Asthma, allergic sensitization and lung function in sickle cell disease

Main Article Content

Andrea Angel
Gustavo Falbo Wandalsen
Dirceu Solé
Fernanda C. Lanza
Carolina L.N. Cobra
Cintia Johnston
Josefina Aparecida Pellegrini Braga

Keywords

Sickle cell disease, Asthma, Allergic sensitization, Lung function

Abstract

Background: Pulmonary disease is a frequent acute and chronic manifestation in sickle cell disease (SCD), presenting high morbidity and mortality.


Objectives: To identify the prevalence and association of asthma, allergic sensitization and altered pulmonary function in patients with SCD (SS and Sβo).


Methods: A single-center, cross-sectional study was conducted, in which 70 patients with SCD and 44 controls, aged six to 18 years, responded to the questionnaire of the International Study of Asthma and Allergies in Childhood (ISAAC), complemented with an anamnesis regarding the associated clinical outcomes.
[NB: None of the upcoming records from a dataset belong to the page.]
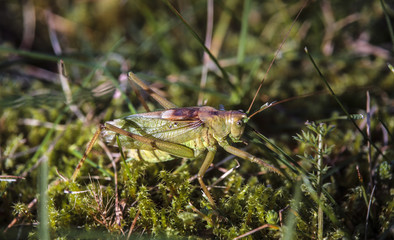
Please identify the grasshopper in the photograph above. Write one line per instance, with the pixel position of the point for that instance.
(180, 132)
(176, 132)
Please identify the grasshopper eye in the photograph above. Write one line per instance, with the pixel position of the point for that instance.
(239, 123)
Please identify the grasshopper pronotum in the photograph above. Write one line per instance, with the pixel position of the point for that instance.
(176, 132)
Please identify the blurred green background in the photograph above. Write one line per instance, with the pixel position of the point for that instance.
(48, 119)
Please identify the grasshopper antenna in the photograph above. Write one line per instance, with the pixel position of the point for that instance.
(275, 56)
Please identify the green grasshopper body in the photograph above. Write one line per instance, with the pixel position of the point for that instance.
(176, 132)
(197, 128)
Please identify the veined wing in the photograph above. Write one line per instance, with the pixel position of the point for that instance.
(175, 125)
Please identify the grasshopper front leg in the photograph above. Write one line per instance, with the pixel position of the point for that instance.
(204, 167)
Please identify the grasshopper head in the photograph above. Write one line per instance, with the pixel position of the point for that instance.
(237, 123)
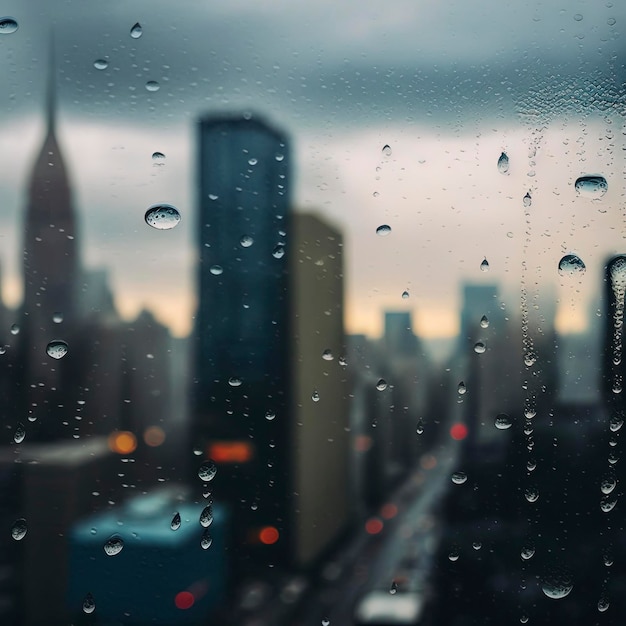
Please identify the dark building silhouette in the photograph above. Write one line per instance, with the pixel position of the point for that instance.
(266, 405)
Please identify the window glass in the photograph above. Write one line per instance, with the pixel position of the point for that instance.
(312, 314)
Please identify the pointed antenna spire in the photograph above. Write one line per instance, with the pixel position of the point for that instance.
(51, 91)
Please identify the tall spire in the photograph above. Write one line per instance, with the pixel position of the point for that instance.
(51, 89)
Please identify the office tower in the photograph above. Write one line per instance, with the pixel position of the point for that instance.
(51, 266)
(270, 304)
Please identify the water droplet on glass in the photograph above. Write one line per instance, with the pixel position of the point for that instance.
(571, 264)
(591, 186)
(114, 546)
(531, 494)
(207, 471)
(206, 517)
(89, 604)
(8, 25)
(20, 433)
(503, 163)
(56, 349)
(607, 504)
(136, 31)
(503, 421)
(162, 216)
(19, 529)
(557, 584)
(458, 478)
(206, 540)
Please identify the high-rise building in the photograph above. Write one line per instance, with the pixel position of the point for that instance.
(267, 407)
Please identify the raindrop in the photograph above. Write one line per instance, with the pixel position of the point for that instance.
(114, 546)
(603, 604)
(20, 433)
(503, 163)
(503, 421)
(136, 31)
(89, 604)
(206, 517)
(57, 349)
(8, 25)
(531, 494)
(591, 186)
(162, 216)
(458, 478)
(207, 471)
(206, 540)
(607, 504)
(557, 584)
(571, 264)
(19, 529)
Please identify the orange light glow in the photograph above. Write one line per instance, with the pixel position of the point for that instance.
(122, 442)
(458, 431)
(389, 511)
(373, 526)
(154, 436)
(268, 535)
(230, 451)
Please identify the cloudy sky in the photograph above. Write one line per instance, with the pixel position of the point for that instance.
(447, 85)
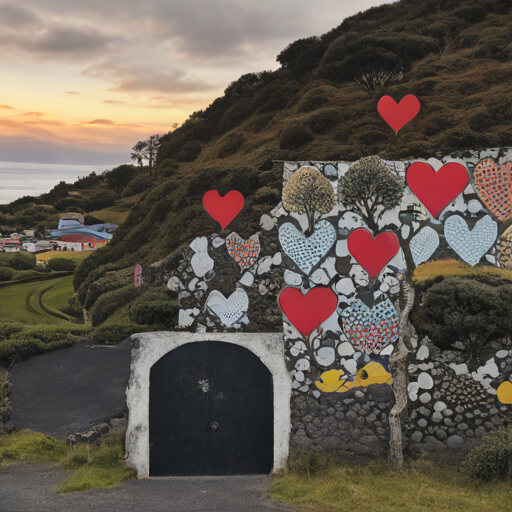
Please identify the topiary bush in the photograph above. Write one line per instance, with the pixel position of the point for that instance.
(472, 310)
(61, 264)
(295, 137)
(155, 307)
(6, 273)
(23, 261)
(492, 458)
(116, 332)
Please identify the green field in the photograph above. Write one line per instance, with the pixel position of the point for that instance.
(76, 256)
(114, 215)
(38, 302)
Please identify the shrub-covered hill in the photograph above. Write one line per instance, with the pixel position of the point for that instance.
(321, 104)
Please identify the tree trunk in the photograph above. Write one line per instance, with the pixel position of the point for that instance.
(398, 361)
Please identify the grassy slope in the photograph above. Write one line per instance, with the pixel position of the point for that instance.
(22, 302)
(423, 487)
(463, 86)
(70, 255)
(94, 467)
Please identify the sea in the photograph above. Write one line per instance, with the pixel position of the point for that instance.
(18, 179)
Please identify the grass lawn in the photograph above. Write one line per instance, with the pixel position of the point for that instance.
(423, 487)
(95, 467)
(77, 256)
(456, 268)
(38, 302)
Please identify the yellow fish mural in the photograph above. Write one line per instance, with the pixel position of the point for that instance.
(336, 380)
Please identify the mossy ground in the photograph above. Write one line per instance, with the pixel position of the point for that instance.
(94, 466)
(336, 486)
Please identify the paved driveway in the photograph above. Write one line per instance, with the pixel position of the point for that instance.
(28, 488)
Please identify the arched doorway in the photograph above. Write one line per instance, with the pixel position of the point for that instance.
(211, 412)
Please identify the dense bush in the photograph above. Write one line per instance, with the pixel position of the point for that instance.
(119, 177)
(474, 311)
(492, 458)
(295, 136)
(231, 144)
(6, 273)
(23, 261)
(101, 199)
(108, 303)
(20, 343)
(189, 152)
(137, 185)
(155, 307)
(61, 264)
(324, 120)
(116, 332)
(167, 168)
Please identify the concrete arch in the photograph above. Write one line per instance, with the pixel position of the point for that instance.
(148, 348)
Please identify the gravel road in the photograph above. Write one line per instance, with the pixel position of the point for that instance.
(28, 487)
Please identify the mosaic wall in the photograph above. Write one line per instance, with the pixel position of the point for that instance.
(337, 287)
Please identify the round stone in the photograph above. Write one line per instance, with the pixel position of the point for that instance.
(425, 381)
(425, 398)
(455, 441)
(439, 406)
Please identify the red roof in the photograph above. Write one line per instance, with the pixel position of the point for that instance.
(79, 238)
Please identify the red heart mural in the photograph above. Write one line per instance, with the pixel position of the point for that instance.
(373, 254)
(398, 115)
(307, 312)
(223, 209)
(436, 189)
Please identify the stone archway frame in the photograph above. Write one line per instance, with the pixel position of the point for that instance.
(148, 348)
All patients underwent immediate hypersensitivity skin tests with aeroallergens and a pulmonary function evaluation (spirometry). Regarding the statistical analysis, parametric and non parametric methods were used, depending on the variables studied. Tests were considered significant when p < 0.05.
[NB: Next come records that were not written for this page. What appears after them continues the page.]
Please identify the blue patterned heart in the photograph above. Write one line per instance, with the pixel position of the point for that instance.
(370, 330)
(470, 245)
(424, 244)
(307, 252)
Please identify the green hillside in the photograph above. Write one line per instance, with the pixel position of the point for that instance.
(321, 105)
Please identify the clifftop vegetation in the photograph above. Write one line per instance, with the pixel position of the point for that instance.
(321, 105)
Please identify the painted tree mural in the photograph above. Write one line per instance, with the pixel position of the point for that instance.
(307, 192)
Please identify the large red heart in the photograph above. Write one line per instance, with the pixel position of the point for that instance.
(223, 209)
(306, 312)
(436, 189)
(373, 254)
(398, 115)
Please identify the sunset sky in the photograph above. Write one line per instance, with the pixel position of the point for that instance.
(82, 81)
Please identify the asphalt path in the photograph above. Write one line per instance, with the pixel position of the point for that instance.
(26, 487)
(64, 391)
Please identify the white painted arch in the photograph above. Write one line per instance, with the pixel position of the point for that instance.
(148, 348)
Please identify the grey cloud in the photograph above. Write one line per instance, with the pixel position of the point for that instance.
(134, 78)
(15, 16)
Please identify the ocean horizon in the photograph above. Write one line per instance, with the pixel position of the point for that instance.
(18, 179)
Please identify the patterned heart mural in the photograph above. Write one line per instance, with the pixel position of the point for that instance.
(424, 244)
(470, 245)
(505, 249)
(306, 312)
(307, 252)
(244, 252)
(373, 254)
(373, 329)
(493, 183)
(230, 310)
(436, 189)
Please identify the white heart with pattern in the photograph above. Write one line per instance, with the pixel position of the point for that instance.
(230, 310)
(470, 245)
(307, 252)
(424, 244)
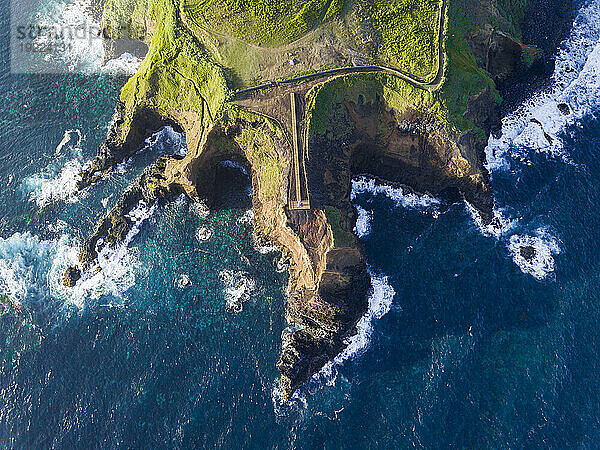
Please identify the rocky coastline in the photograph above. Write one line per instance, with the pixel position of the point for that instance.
(366, 133)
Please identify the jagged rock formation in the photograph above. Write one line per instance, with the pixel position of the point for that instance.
(429, 139)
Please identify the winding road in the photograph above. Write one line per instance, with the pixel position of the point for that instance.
(348, 70)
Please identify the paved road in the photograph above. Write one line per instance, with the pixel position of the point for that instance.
(408, 77)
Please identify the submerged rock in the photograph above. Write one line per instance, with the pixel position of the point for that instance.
(72, 276)
(528, 252)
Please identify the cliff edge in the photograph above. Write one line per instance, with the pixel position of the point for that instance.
(307, 95)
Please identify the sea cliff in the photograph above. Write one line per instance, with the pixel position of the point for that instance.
(415, 104)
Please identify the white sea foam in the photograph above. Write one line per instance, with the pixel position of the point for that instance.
(363, 222)
(83, 48)
(238, 287)
(203, 234)
(500, 225)
(200, 210)
(380, 303)
(546, 247)
(363, 185)
(113, 272)
(167, 141)
(126, 64)
(31, 269)
(538, 125)
(58, 181)
(247, 218)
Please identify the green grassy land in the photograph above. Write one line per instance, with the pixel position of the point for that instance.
(182, 74)
(264, 22)
(177, 74)
(408, 31)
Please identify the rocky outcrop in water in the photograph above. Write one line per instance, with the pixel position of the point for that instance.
(422, 137)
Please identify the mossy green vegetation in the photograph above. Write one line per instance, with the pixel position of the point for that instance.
(408, 31)
(264, 22)
(177, 74)
(341, 237)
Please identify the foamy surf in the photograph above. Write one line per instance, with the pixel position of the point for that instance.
(31, 270)
(362, 185)
(363, 222)
(380, 303)
(500, 225)
(238, 287)
(539, 123)
(543, 247)
(113, 272)
(58, 181)
(82, 44)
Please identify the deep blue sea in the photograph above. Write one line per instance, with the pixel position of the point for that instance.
(466, 344)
Results: There was no significant difference between the patients and controls regarding the prevalence of asthma and allergic sensitization (p > 0.05). The number of occurrences of acute chest syndrome per patient per year was significantly higher for asthmatic patients than for nonasthmatic patients (p = 0.04). Obstructive pulmonary function occurred in 30.9% of the patients and in 5.4% of the controls, and restrictive pulmonary function occurred in 5.5% of the patients and 5.4% of the controls. Asthma and wheezing in the last 12 months had significant associations with obstructive pulmonary function (p = 0.014 and p = 0.027, respectively).


Conclusions: The occurrence of asthma, allergic sensitization and alteration in lung function in patients with SCD reinforces the importance of routine monitoring of these diagnoses, which allows for early treatment and prevention of the evolution of pulmonary disease in adulthood.